The Hindu | June 7 2004

Washington, June 7. (PTI): The President of United States is not bound by laws prohibiting torture in the war against terror and government agents who might torment prisoners at his direction could not be prosecuted by the Justice Department, a secret report prepared by the Bush Administration says.

The advice was part of a classified report on interrogation methods prepared for Defence Decretary Donald Rumsfeld in March 2003, after commanders at Guantanamo Bay in Cuba complained that they were not getting enough information from prisoners, the Wall Street Journal said today.

The report outlined US laws and international treaties forbidding torture and why, in the opinion of the Bush Administration lawyers, these restrictions might by overcome by national security considerations or legal technicalities.

At the core of the report is the "exceptional" argument that because nothing is more important than "obtaining intelligence vital to the protection of American citizens," normal strictures on torture might not apply, the paper says.

The President, despite domestic and international laws constraining the use of torture, has the authority as Commander-in-Chief to approve almost any physical or psychological actions during interrogation, up to and including torture, the report argued.

In a March 6, 2003 draft of the report reviewed by Journal, passages were deleted as was an attachment listing specific interrogation techniques and whether Rumsfeld himself or other officials must grant permission before they could be used.

The complete draft document was classified "secret" by Rumsfeld and scheduled for declassification only in 2013.

The draft report, which exceeds 100 pages, said the paper, deals with a range of legal issues related to interrogations, offering definitions of the degree of pain or psychological manipulation that could be considered lawful.

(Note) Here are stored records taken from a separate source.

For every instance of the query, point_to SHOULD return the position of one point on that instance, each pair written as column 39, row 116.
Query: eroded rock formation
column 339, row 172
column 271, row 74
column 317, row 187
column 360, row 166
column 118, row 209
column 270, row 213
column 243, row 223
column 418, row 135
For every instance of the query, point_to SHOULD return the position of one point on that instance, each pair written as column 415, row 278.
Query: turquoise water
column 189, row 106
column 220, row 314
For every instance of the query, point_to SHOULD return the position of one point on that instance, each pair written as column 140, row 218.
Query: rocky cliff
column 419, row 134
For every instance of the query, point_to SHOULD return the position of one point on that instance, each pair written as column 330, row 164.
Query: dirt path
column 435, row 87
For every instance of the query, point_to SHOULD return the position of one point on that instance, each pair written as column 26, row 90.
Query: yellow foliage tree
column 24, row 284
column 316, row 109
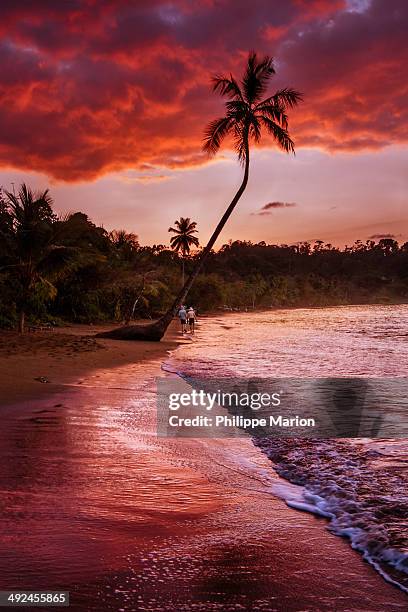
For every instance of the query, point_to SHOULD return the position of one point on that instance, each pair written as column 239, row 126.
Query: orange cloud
column 92, row 87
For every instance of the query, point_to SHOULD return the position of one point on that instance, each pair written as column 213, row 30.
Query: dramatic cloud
column 382, row 237
column 88, row 87
column 268, row 208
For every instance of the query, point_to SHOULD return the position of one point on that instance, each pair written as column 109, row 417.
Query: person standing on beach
column 182, row 314
column 191, row 317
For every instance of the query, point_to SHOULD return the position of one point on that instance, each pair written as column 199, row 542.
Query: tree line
column 67, row 269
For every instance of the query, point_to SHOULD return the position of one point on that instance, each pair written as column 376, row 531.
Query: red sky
column 107, row 101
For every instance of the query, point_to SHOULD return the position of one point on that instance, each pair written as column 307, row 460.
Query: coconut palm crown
column 248, row 112
column 184, row 238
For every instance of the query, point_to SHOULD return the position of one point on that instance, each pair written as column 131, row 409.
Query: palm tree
column 183, row 239
column 247, row 114
column 34, row 255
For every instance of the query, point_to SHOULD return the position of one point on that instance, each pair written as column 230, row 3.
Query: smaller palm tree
column 184, row 238
column 36, row 256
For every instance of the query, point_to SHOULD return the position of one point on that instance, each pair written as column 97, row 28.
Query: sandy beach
column 93, row 502
column 37, row 363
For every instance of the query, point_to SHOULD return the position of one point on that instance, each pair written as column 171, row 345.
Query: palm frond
column 256, row 77
column 275, row 112
column 286, row 97
column 227, row 86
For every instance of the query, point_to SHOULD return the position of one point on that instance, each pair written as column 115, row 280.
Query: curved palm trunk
column 155, row 331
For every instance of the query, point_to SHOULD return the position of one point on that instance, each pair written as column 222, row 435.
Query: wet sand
column 94, row 503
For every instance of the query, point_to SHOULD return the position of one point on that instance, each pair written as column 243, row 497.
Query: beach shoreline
column 138, row 522
column 39, row 363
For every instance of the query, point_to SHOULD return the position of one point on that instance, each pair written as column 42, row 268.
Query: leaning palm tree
column 247, row 114
column 183, row 239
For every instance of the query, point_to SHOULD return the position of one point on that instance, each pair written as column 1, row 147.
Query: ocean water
column 359, row 485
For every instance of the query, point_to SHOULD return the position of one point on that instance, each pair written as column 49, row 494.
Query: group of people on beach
column 187, row 318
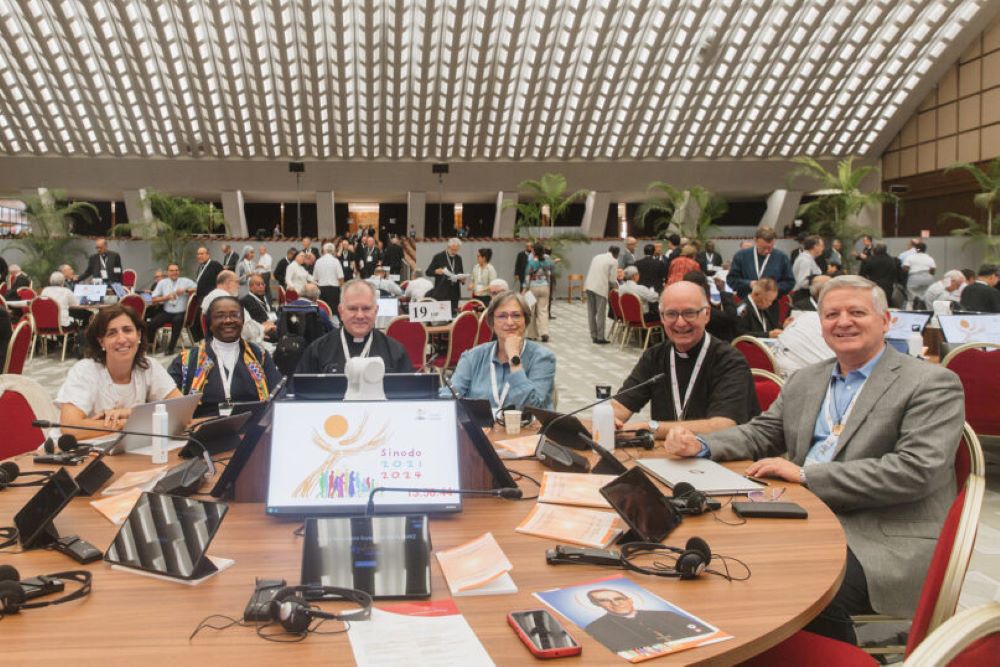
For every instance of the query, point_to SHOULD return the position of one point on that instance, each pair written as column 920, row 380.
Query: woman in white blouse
column 100, row 391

The report was compiled by a working group appointed by the Defence Department's General Counsel William J Haynes II.

Air Force General Counsel Mary Walker headed the group, which comprised top civilian and uniformed lawyers from each military branch and consulted with the Justice Department, the Joint Chiefs of Staff, the Defence Intelligence Agency and other intelligence agencies, according to Bush Administration officials, the said.

It is not known, however whether President Bush has ever seen the report, it said.